Masyarakat sekitar resah karena lampu pemerintah tersebut kerap mati di malam hari yang seharusnya menerangi pemukiman warga. Padahal, selama ini PJU merupakan wewenang Dinas Perhubungan Sampang mempunyai dana sebesar Rp 9.252.360.000 diperuntukkan sebagai program pengelolaan dan pengembangan.

“Kadang di malam hari mati dan di siang hari hidup, kenapa tidak ada perawatan hingga dibiarkan begini. Nah, kemana anggaran Rp 9,2 miliar itu kok gak jelas peruntukannya,” ucap Aziz warga Kelurahan Polagan, Selasa (13/7/2017).

Terpisah, Kepala Bidang Perhubungan Darat Dishub Sampang Eko Heriyanto, mengakui jika dana Rp 9,2 miliar itu menjadi program di tahun 2017. Dari dana Rp 9.252.360.000 untuk tiga kegiatan. Diantaranya, untuk penambahan PJU senilai Rp 1.400.000.000, pemeliharaan PJU Rp 952.360.000, dan penyediaan jasa rekening PJU mencapai Rp 6.900.000.000.

“Kalau penambahan PJU masih dalam perencanaan. Ada lima paket penambahan PJU di empat kecamatan. Yakni, Kecamatan Sampang, Pangarengan, Sreseh, dan Tambelangan. Penambahan PJU ada yang PL ada yang lelang. Sekarang masih menunggu hasil perencanaan dari konsultan perencana tuntas dulu,” kata Eko.

Dia menyebutkan, penambahan PJU di Kecamatan Pangarengan dianggarkan Rp 180 juta, Tambelangan Rp 200 juta, dan Sreseh Rp 180 juta. Sementara untuk Kecamatan Sampang terdapat dua lokasi yang direncanakan. Yakni, Jalan Makboel Rp 320 juta, dan penambahan PJU di daerah rawan banjir Rp 380 juta. Totalnya Rp 1.260.000.000 dan tersisa Rp 140 juta.

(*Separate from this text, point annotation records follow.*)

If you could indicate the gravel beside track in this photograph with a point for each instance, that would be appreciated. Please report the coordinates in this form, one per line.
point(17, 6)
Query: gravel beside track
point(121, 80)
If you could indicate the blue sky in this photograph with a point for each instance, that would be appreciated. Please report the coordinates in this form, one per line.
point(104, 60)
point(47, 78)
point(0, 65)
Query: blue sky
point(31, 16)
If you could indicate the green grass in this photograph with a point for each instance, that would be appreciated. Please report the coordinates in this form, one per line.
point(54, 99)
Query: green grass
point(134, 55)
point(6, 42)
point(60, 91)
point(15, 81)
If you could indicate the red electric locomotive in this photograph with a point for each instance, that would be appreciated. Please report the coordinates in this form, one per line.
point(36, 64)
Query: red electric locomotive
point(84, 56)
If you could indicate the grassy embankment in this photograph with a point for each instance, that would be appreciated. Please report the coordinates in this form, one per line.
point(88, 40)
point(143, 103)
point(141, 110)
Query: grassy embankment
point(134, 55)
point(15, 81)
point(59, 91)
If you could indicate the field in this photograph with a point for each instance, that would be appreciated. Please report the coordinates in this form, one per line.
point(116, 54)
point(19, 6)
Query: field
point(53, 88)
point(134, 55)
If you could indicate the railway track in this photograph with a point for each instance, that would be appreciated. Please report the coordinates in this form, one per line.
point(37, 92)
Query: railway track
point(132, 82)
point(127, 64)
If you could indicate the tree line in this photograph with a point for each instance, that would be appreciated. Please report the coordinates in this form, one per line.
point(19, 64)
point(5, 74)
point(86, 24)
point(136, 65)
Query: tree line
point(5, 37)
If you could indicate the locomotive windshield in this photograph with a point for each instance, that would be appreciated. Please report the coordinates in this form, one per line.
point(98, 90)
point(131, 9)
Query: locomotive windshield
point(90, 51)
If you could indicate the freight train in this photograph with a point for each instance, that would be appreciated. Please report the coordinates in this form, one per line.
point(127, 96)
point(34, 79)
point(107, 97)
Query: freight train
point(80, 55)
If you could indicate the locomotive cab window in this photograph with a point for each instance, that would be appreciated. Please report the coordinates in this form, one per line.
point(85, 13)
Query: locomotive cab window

”Sisa anggaran kami gunakan untuk gaji pegawai dan biaya konsultan perencana serta konsultan pengawas. Masa perencanaan kemungkinan tuntas setelah Lebaran,” ujarnya.

Ditanya anggaran sebesar Rp 952.360.000 sebagai dana pemeliharaan. Eko terkesan enggan menjelaskan secara detail. Dia tidak memberikan keterangan mengenai penggunaan anggaran dan lokasi PJU yang mendapat pemeliharaan.

Tak hanya itu, ia juga enggan menjelaskan perincian penggunaan anggaran. Dia berkelit ada banyak item yang dianggarkan dalam kegiatan pemeliharaan PJU.

Sedangkan, kegiatan rekening PJU senilai Rp 6.900.000.000 untuk membayar tagihan listrik kepada PLN. Pembayaran rekening listrik sekitar Rp 200 juta per bulan.

”Naik turun, sesuai dengan pemakaian di lapangan. Rekening listrik PJU ini juga termasuk traffic light,” terangnya.

Tahun depan mungkin ada penambahan. Sebab, di ruas jalan kabupaten yang terletak di Kecamatan Pangarengan dan Omben terdapat penambahan PJU yang dibangun BPWS.

”Saat ini rekening listrik masih dibayar BPWS. Tapi, tahun depan sudah menjadi tanggung jawab kami untuk membayarnya,” tandasnya.